The DP function and Negative graph sampling function are defined as follows:

class DotProductPredictor(nn.Module):
    def forward(self, graph, h):
        # h contains the node representations computed from the GNN
        with graph.local_scope():
            graph.ndata['h'] = h
            graph.apply_edges(fn.u_dot_v('h', 'h', 'score'))
            return graph.edata['score']

def construct_negative_graph(graph, k):
    src, dst = graph.edges()

    neg_src = src.repeat_interleave(k)
    neg_dst = torch.randint(0, graph.number_of_nodes(), (len(src) * k,))
    return dgl.graph((neg_src, neg_dst), num_nodes=graph.number_of_nodes())

minjie · October 19, 2020, 10:32am

Hi, the code looks correct to me.

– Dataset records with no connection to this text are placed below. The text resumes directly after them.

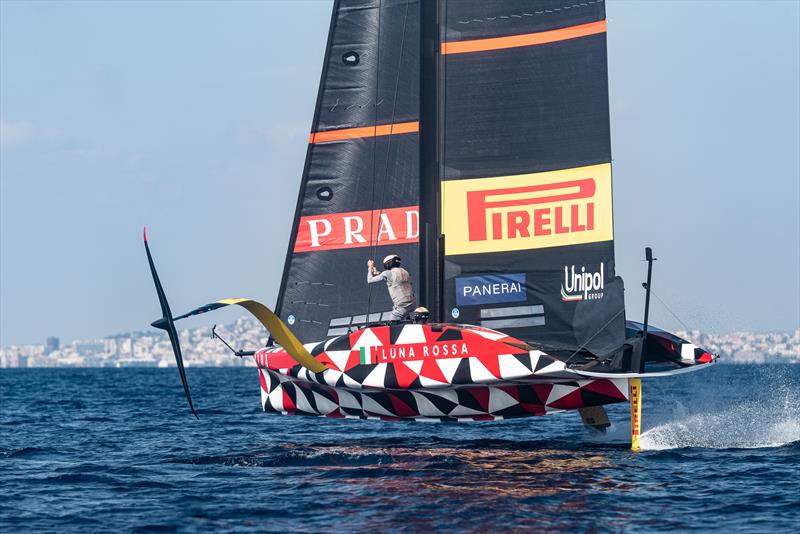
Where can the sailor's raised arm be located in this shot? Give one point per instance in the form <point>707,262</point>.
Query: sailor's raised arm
<point>372,273</point>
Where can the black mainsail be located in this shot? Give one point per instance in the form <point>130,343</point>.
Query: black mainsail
<point>526,172</point>
<point>359,195</point>
<point>472,138</point>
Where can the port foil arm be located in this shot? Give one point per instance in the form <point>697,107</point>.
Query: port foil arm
<point>277,329</point>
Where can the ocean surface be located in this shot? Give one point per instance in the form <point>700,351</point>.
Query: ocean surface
<point>118,450</point>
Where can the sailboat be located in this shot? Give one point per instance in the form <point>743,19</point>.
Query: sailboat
<point>472,139</point>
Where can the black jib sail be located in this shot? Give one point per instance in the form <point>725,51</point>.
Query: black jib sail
<point>525,163</point>
<point>359,195</point>
<point>481,130</point>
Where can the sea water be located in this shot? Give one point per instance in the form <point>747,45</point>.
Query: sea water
<point>118,450</point>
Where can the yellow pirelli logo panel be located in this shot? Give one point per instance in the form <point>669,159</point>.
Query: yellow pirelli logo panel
<point>527,211</point>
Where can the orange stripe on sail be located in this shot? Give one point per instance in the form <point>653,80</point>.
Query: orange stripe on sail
<point>528,39</point>
<point>366,131</point>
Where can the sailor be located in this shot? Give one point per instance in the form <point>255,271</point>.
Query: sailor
<point>421,315</point>
<point>398,281</point>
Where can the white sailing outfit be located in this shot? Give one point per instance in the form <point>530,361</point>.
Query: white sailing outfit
<point>398,281</point>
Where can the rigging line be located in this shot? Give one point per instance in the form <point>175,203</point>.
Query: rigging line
<point>583,345</point>
<point>375,143</point>
<point>670,311</point>
<point>374,242</point>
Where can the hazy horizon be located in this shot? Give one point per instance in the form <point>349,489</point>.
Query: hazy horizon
<point>193,119</point>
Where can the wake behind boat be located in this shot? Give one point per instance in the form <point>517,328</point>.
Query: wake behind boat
<point>472,140</point>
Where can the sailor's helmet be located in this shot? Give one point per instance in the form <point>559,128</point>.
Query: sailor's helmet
<point>392,260</point>
<point>421,315</point>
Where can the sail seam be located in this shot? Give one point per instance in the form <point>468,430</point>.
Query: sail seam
<point>527,39</point>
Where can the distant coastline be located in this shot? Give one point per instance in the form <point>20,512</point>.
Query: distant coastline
<point>152,349</point>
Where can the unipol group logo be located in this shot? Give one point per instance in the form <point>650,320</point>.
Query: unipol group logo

For the loss issue, it is usually very case-specific so I can only provide some high-level suggestions:

Try tune the hyperparameters (e.g., learning rate, batch size, walk length in your case). If you set walk length to one, it should become a normal loss function defined on edges.
Pay attention to the parameter initializer. Sometimes a different initializer will work much better.
Try print out the gradient of each layer to check whether there are any gradient explosion problem.
Try debug with simple models first. For example, if the encoder is only an MLP rather than a GNN, does the problem still exist?

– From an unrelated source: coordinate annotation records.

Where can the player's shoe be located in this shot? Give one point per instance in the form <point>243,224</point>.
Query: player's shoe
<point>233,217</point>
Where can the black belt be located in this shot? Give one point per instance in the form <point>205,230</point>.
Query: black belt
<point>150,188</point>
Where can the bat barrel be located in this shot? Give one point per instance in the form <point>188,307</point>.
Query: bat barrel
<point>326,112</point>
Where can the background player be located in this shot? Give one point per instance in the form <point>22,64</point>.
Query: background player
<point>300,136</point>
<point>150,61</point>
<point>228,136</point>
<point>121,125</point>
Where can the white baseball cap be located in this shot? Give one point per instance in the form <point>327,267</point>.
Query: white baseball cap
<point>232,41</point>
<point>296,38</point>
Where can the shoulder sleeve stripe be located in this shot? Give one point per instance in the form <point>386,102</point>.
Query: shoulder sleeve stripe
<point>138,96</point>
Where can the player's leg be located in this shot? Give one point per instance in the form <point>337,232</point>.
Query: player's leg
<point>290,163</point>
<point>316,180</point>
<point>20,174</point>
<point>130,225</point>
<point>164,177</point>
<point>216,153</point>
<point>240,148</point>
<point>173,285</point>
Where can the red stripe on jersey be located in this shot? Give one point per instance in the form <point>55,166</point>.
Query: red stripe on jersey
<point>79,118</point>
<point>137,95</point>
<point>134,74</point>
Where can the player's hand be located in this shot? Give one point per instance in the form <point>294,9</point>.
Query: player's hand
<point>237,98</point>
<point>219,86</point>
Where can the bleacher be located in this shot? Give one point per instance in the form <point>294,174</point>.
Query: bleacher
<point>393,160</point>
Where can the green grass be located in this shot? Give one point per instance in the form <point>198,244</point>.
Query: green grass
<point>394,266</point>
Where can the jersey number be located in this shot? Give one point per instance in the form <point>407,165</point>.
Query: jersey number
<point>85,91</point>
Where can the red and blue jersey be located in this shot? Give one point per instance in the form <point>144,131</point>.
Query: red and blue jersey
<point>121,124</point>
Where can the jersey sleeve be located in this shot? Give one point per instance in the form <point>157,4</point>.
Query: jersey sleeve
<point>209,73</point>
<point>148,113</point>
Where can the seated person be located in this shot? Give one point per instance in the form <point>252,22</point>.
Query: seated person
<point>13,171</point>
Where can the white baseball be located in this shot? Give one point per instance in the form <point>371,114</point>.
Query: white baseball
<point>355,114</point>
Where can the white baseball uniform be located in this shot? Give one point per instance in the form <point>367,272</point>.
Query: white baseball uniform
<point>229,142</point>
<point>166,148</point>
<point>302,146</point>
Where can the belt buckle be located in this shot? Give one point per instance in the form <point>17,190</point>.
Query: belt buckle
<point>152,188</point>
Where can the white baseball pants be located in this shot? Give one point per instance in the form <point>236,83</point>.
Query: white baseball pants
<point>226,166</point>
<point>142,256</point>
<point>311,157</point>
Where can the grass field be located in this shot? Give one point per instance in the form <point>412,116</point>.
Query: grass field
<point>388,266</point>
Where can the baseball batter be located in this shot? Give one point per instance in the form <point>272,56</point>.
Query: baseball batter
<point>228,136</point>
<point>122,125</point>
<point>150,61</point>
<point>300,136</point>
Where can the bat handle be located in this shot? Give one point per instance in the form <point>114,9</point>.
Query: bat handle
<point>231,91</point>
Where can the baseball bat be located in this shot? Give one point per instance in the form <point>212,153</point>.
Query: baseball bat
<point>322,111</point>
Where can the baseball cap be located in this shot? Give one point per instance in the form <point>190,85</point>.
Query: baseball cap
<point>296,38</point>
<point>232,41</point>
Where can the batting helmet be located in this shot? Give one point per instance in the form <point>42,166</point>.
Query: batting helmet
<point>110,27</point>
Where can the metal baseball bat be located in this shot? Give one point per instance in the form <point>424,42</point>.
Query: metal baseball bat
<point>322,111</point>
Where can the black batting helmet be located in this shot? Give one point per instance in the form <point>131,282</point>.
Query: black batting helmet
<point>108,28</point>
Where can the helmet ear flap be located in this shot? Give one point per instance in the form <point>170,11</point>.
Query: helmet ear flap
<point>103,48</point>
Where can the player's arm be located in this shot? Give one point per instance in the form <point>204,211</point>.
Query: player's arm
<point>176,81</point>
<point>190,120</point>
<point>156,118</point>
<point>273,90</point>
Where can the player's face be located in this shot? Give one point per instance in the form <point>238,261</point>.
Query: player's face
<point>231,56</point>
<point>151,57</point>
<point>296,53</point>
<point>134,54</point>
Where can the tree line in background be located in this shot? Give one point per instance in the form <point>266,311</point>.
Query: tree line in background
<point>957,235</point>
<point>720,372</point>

You could search for similar questions on the forum to see whether they give you the answer.

davidireland3 · October 19, 2020, 4:56pm

Thanks! I’m glad I was able to get the message passing right.

I figured my loss might not actually be that bad. As the loss function is essentially Q * the expectation of the negative score, my loss always hang around a number lower than Q, so its actually not too bad. For instance, I was training with 10 negative samples and my loss hangs around 6-7, which isn’t too bad at all as it means that the expected value of the negative scores is less than 1 (because the positive scores end up contribution 0 to the loss).

darpitdave · July 26, 2023, 8:30pm

Hi @davidireland3 and @minjie : I am trying to compute embeddings for my graph in an unsupervised approach. I am trying to use the loss function here. I have a concern for computing the DorProductPredictor(). Unlike for positive score, why do we do the dot product with itself because as in equation it should be between z_u and z_v. Is it specific to the edge prediction problem or this loss function above can be used for extracting node-level embeddings. I have a homogenous graph.

minjie · July 27, 2023, 1:57am

If you are referring to u_dot_v('h', 'h', 'score'), then it is actually doing what you are suggesting. The API name u_dot_v means it will get the first feature from source nodes (‘u’) and the second feature from destination nodes (‘v’). Since they are both ‘h’, it conducts exactly h_u dot-product h_v.